Maybe you’ve had pneumonia, so you’re not too worried, as you’ve never had to be on a ventilator. The thing is, COVID-19 tends to cause a severe type of pneumonia—a type that “takes hold in both lungs,” Dr. Galiatsatos explains. “Air sacs in the lungs fill with fluid, limiting their ability to take in oxygen and causing shortness of breath, cough, and other symptoms.” This isn’t regular old pneumonia.

And as far as those other scary words—ARDS and sepsis—they can end up having long-term effects too, even if the patient recovers. ARDS, Dr. Galiatsatos says, may lead to pulmonary scarring. This is because unlike pneumonia, which is diagnosed when air sacs fill with fluid, ARDS leads to long-term damage in the walls of those air sacs. That’s a problem, because those walls are where oxygen passes into our red blood cells.

In healthy lungs, those walls are thin, allowing oxygen to pass through freely. But the damage caused by COVID-19 actually ends up thickening those walls, lung pathologist Sanjay Mukhopadhyay, MD explains in an article for the Cleveland Clinic. “The thicker this wall gets, the harder it is to transfer oxygen, the more you feel short of breath, and the more and more you start moving towards severe illness and possibly death,” he says bluntly.

Sepsis, which occurs when an infection reaches the bloodstream, leads to permanent tissue damage in the body. “Lungs, heart and other body systems work together like instruments in an orchestra,” Dr. Galiatsatos explains. “In sepsis, the cooperation between the organs falls apart. Entire organ systems can start to shut down, one after another, including the lungs and heart.”

So if you get the coronavirus and do recover, understand that you may not bounce back as quickly as you might after other illnesses, because lung damage takes a while to heal. “After a serious case of COVID-19, a patient’s lungs can recover, but not overnight,” Dr. Galiatsatos says. “Recovery from lung damage takes time. There’s the initial injury to the lungs, followed by scarring. Over time, the tissue heals, but it can take three months to a year or more for a person’s lung function to return to pre-COVID-19 levels.”
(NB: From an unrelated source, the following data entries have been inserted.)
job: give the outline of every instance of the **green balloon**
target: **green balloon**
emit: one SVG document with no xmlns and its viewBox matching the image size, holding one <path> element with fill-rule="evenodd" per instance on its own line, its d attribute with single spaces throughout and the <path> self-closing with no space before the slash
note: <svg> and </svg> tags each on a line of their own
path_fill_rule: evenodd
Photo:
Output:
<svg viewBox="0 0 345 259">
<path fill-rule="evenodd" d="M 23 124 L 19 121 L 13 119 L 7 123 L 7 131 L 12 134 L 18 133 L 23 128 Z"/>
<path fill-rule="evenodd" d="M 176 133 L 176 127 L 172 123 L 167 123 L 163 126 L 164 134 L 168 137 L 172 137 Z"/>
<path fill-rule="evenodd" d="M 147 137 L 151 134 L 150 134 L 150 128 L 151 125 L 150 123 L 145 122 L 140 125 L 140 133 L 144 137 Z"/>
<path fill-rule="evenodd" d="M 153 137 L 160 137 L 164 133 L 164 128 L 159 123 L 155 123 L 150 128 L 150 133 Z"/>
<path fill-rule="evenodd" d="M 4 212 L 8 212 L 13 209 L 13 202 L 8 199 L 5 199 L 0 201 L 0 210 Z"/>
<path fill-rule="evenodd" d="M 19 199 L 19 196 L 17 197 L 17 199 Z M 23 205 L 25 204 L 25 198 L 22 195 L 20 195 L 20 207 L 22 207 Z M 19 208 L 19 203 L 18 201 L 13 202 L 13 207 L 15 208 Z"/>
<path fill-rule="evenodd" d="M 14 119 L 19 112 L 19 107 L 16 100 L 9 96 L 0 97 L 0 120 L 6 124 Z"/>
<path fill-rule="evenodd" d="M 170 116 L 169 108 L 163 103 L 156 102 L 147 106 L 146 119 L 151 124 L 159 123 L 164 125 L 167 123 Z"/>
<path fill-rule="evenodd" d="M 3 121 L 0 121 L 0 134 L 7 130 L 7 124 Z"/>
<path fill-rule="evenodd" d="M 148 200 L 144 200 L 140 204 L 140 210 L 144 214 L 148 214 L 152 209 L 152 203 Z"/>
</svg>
That means that patients could have prolonged cough, tiredness, and the inability to exercise long after they’ve seemingly recovered from their other symptoms.

And that means COVID-19 will be impacting the world for a long time. “Once the pandemic is over, there will be a group of patients with new health needs: the survivors. Doctors, respiratory therapists and other health care providers will need to help these patients recover their lung function as much as possible,” predicts Dr. Galiatsatos.

See why we need to take this so seriously? Why this is bigger than “just another flu”? Why we need to wear masks, practice social distancing, stay home, and stop saying “everyone is overreacting”?

Regular people, like you and me, are getting COVID-19, then pneumonia, then sepsis, and then they’re gone. Or they recover, but it takes months, maybe even a year to feel like themselves again.

Your dad, who was just playing golf last month, could be next. Your child’s teacher who always puts stars on his math tests and helps him put a Band-Aid on his knee when he falls on recess, could be next. I could be next. So could you.

I know how it feels when you can’t breathe. I know how it feels to watch your child struggle to breathe. And I wouldn’t wish that terror on anyone. I implore you—please take this seriously. Please don’t be cocky and think you’re above this virus, or somehow immune. Please take all the precautions you can, follow stay-at-home orders, wear a mask if you have one, wash your hands, and take care of your lungs. You only get two. And they’re kind of important.